Much of it seems like a rehashing of the 60s’ human potential movement as a counter-cultural rebellion against mainstream psychology and organized religion. It’s not so much a religion as much as it is a psychological philosophy and framework that focuses on a particular set of values, but it’s meant to be followed obsessively and provide meaning in the same vein.
Some basic tenets: you should take responsibility for everything that happens to you. Deal with whatever crisis comes up and move on from it as cleanly as possible. You aren’t like those postmodern softies who need to obsessively control their outer environment and suppress free speech. Everything is based on merit. You square fully with the harshness of the world and you are going to triumph by making a lot of money (while working on something appropriately meaningful that addresses the human condition).
There are remarkable similarities between the principles currently in vogue and things taught by human potential-focused movements like est, Landmark Forum, neuro-linguistic programming, Tony Robbins seminars, Impact Training, Lifespring, Complete Centering, Scientology, etc. A lot of the parallels revolve around personal responsibility as freedom:
Jordan Peterson: “Every experience that you have had contains information. If you have fully processed the information in that experience, (1) its recollection will no longer produce negative emotion and (2) you have learned everything you need to know from it.”

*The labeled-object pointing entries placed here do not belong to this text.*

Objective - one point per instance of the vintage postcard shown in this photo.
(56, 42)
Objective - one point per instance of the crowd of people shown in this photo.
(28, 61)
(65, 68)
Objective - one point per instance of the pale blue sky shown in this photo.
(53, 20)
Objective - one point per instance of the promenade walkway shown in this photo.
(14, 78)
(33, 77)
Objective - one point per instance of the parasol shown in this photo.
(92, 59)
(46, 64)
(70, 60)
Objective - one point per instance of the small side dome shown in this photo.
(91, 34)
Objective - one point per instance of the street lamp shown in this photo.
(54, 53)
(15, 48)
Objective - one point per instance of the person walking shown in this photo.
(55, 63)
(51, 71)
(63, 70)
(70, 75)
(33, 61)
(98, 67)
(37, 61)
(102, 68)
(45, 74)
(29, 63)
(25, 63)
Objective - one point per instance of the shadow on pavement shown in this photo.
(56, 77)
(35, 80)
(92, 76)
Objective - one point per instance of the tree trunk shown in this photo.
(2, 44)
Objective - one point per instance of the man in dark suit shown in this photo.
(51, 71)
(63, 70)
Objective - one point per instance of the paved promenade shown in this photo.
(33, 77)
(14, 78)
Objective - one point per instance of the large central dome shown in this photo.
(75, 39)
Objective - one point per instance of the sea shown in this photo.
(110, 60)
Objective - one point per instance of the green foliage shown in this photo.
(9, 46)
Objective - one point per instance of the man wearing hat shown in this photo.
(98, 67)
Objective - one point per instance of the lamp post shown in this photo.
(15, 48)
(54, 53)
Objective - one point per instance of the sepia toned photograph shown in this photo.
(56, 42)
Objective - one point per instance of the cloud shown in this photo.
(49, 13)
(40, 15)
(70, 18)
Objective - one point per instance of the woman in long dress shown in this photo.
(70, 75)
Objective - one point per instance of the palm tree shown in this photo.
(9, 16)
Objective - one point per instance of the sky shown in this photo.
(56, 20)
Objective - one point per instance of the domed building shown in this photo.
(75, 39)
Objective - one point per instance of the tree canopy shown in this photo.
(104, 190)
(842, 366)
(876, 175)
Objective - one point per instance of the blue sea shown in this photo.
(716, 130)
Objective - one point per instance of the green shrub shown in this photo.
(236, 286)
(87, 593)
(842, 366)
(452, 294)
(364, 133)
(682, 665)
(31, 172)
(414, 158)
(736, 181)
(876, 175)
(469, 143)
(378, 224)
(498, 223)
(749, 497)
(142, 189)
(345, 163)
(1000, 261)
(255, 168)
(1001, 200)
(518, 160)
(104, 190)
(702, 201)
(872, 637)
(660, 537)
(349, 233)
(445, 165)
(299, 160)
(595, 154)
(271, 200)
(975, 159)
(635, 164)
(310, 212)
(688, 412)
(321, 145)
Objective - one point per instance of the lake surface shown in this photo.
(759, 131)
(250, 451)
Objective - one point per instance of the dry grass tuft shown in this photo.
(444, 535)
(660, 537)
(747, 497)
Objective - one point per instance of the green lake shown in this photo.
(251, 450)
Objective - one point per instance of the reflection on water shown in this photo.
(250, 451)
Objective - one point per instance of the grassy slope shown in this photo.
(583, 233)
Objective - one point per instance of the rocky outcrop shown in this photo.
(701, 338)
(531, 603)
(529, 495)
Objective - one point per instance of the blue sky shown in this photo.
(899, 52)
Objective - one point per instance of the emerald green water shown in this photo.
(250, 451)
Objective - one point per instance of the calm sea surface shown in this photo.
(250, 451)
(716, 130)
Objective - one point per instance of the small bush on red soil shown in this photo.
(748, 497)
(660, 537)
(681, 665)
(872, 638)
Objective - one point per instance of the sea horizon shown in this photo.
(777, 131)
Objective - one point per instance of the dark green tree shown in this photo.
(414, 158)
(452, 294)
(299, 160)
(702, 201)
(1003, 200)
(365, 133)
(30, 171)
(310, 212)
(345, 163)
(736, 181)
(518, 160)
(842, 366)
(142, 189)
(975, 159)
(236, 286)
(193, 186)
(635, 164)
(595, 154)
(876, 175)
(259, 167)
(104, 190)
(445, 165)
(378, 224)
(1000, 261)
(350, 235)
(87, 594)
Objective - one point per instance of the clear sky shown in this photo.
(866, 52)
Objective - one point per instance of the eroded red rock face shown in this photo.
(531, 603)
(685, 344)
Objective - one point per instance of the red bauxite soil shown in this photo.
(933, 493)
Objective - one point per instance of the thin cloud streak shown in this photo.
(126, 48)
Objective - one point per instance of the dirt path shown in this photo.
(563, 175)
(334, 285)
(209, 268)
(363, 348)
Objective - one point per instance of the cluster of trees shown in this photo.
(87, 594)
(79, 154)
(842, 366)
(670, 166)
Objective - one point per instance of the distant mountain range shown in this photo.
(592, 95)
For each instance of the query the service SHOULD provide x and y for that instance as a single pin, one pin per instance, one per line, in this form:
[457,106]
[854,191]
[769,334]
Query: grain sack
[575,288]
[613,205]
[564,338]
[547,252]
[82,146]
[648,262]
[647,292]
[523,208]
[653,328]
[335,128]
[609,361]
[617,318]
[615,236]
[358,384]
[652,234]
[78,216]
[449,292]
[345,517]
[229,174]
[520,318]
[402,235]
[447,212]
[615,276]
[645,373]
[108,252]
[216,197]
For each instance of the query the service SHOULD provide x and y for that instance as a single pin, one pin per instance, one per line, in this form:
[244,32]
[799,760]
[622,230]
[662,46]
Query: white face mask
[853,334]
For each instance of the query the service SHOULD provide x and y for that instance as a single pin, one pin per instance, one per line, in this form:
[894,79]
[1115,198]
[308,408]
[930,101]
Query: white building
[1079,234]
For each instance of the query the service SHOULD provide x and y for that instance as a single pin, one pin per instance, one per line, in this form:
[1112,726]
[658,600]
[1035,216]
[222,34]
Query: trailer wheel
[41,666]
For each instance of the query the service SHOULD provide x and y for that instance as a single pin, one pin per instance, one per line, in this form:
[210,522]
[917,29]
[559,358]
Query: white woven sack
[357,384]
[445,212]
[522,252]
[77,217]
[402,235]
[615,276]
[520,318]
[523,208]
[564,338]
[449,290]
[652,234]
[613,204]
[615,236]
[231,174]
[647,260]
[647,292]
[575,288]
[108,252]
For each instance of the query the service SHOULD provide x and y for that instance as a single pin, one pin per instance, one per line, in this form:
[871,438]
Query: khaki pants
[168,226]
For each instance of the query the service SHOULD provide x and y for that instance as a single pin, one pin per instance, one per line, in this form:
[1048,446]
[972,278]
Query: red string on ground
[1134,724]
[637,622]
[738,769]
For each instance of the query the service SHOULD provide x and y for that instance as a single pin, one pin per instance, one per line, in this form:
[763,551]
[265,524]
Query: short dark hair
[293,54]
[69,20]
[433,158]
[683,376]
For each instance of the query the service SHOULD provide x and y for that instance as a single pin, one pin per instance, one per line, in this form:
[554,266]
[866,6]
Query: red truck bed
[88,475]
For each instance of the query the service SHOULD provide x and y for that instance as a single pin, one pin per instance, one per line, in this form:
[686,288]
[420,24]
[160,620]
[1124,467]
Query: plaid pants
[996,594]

Landmark: there’s a concept in the Landmark Forum called getting complete. To get complete means that you need to address what is “incomplete” with the other person, which is a fancy way of saying getting emotional closure. To complete, you take responsibility for what is incomplete and relinquish reside emotions, resentment, etc. and extending forgiveness the other person. If you do that, you are completely being responsible for your own life.
Scientology: to become clear is one of the major states practitioners strive to reach on their way up the Bridge to Total Freedom. The state of Clear is reached when a person becomes free of unwanted emotions or painful traumas not readily available to the conscious mind. By applying Dianetics, every single person can reach the state of Clear.
Stoicism: “When you are offended at any man’s fault, immediately turn to yourself and reflect in what matter you yourself have erred.”
Since we can no longer trust in a higher power to guide our lives and imbue it with meaning, we’ve turned to believing that the only way to control the external world is through mastery of the internal world. There’s a lashing out against the postmodernist renunciation of structure and meaning, a rampant nostalgia for the idea of meritocracy, excellence, pulling yourself up by your bootstraps. The anecdote to emotional pain is inner calm and material success. It’s discipline, it’s not worrying about the things you have no control over, it’s letting go of the things that move you if they’re destructive to your life.
Believing that you are in control of all of your reactions and that controlling your reactions can radically affect the outer world is a good psychological trick on several levels: 1. It removes anguish over the “other” because everything is about you and your actions 2. It legitimately can catalyze action in people who might otherwise be paralyzed by a lack of meaning 3. It puts a focus on performance and hierarchy as a way to easily gauge success.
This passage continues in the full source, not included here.